13. Need to examine and compare the Scriptures.

Hinduism is different not only from West’s materialism in its two varieties, liberal and communist, but it also dif­fers in some important ways from some other religions and religious value systems, particularly those of Semitic origin. Here we are referring to Christianity and Islam.

As a way of life which emphasizes spiritual values, Hinduism has several points of contact with cultures that take into account this dimension. In fact, there is quite a strong movement amongst men of good will all over the world which says that all religions hold the same truth and all scriptures preach the same thing.They cull passages from different scriptures and prove their point. This is a noble and well-intentioned thought and effort. In a world suffering from so much unnecessary conflict, the truth of unity and harmony has to be emphasized. If a man is the same in his more common sensibilities, he must also be the same in his spiritual ones. If he laughs when he is tickled and pained when he is pricked, he must also be filled with a sense of awe, wonder and holiness in the presence of the profundities and mysteries of life.

But this viewpoint is not equally shared by all. While this truth comes naturally to a Hindu or a Buddhist, it is denied both in theory as well as in practice by Christianity and Islam. They believe that not only are they different, but they are also superior. From the start, they believed that the gods they worshipped were superior to the gods of their neighbours and their religion was invested with truth while others wallowed in falsities. One of the results of this attitude was that they developed along missionary and crusading lines. Their God-given task has been to teach the principles of a true religion to a benighted world of idolators, pagans, infidels and devil-worshippers.
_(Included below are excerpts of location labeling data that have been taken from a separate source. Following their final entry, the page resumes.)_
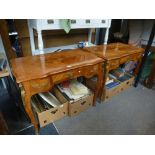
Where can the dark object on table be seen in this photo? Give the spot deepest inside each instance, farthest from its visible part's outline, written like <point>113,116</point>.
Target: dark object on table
<point>145,54</point>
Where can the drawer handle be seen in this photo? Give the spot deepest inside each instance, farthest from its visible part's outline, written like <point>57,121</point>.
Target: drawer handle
<point>70,74</point>
<point>45,121</point>
<point>127,82</point>
<point>53,112</point>
<point>73,21</point>
<point>103,21</point>
<point>36,85</point>
<point>50,21</point>
<point>87,21</point>
<point>82,103</point>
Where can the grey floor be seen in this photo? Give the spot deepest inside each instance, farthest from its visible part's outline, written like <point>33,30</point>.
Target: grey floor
<point>131,112</point>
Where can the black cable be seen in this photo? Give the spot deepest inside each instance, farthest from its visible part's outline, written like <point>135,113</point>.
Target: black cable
<point>145,54</point>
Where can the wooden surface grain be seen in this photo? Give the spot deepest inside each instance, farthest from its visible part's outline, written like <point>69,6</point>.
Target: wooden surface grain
<point>39,66</point>
<point>113,50</point>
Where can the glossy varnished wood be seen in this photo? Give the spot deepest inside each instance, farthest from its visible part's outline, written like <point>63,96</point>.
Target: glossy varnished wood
<point>114,51</point>
<point>115,54</point>
<point>39,66</point>
<point>39,73</point>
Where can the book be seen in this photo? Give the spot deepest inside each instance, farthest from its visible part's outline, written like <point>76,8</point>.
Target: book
<point>78,88</point>
<point>50,99</point>
<point>111,85</point>
<point>124,78</point>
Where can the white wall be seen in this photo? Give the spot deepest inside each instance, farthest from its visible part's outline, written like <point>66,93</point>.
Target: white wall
<point>140,30</point>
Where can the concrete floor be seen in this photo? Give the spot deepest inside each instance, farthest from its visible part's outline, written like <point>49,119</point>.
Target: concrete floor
<point>131,112</point>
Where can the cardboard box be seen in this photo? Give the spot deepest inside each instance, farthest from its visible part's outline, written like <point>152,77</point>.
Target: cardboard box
<point>53,114</point>
<point>107,94</point>
<point>81,105</point>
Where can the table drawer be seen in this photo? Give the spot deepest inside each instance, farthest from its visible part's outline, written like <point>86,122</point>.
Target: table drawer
<point>136,57</point>
<point>40,85</point>
<point>81,105</point>
<point>53,114</point>
<point>113,64</point>
<point>84,71</point>
<point>125,59</point>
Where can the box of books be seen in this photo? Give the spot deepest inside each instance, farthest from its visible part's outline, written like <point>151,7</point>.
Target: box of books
<point>49,106</point>
<point>78,95</point>
<point>112,87</point>
<point>126,81</point>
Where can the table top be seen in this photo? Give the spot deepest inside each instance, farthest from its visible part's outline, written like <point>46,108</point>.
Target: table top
<point>39,66</point>
<point>113,50</point>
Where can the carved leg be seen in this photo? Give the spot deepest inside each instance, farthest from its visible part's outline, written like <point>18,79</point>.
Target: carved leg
<point>40,42</point>
<point>26,95</point>
<point>137,68</point>
<point>106,71</point>
<point>99,83</point>
<point>30,112</point>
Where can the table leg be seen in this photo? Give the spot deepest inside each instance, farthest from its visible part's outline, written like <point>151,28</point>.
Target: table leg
<point>99,83</point>
<point>27,104</point>
<point>29,111</point>
<point>137,68</point>
<point>40,42</point>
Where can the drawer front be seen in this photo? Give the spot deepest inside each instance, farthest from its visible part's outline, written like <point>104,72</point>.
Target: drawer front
<point>125,59</point>
<point>49,24</point>
<point>113,64</point>
<point>52,115</point>
<point>136,57</point>
<point>89,23</point>
<point>84,71</point>
<point>40,85</point>
<point>81,105</point>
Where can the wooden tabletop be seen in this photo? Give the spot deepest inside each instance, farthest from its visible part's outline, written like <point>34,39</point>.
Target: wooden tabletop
<point>113,50</point>
<point>32,67</point>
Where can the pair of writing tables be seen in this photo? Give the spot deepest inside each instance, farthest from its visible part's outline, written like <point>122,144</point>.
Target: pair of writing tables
<point>41,72</point>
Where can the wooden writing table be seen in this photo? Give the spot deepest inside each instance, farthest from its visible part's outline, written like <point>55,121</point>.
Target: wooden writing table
<point>116,54</point>
<point>39,73</point>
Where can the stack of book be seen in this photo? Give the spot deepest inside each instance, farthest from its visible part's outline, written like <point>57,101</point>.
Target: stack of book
<point>44,101</point>
<point>73,90</point>
<point>120,75</point>
<point>110,82</point>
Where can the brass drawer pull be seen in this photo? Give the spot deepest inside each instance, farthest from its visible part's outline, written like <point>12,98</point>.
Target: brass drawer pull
<point>82,103</point>
<point>87,21</point>
<point>103,21</point>
<point>70,74</point>
<point>50,21</point>
<point>53,112</point>
<point>39,85</point>
<point>73,21</point>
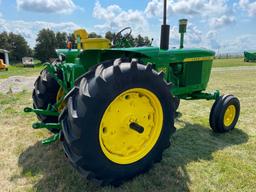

This viewpoint may have lost its appeal in certain sections influenced by new trends in thought towards more universalism, but it isstillquite popular with the organized churches.

Look at the way Christianity and Islam are working in Asian and African countries and draw your conclusions. The more naked methods of good old days have become somewhat outdated, and therefore undergone some modifica­tions, but the old mind is still very much there, and the new methods adopted are not less single-minded, tricky and subversive. We must not forget this fact.

There is also another point of a more philosophical import. Even if we admit a fundamental unity between different religions,the differences too cannot be denied and they have to be accounted for. For example, if you study carefully different scriptures like the Upanishads and the Gita on the one hand and the Bible and the Quran on the other, you find great differences of approach, ethos, and temperament. Many times, you feel that these differences are more than differences of idiom and treatment. In fact, you feel that the very worlds of the two scriptures are different. Therefore, to treat these differences and to try to understand them is not without its intellectual and spiritual interest. In fact, to overlook them or slur over them would be an act of intellectual shoddiness.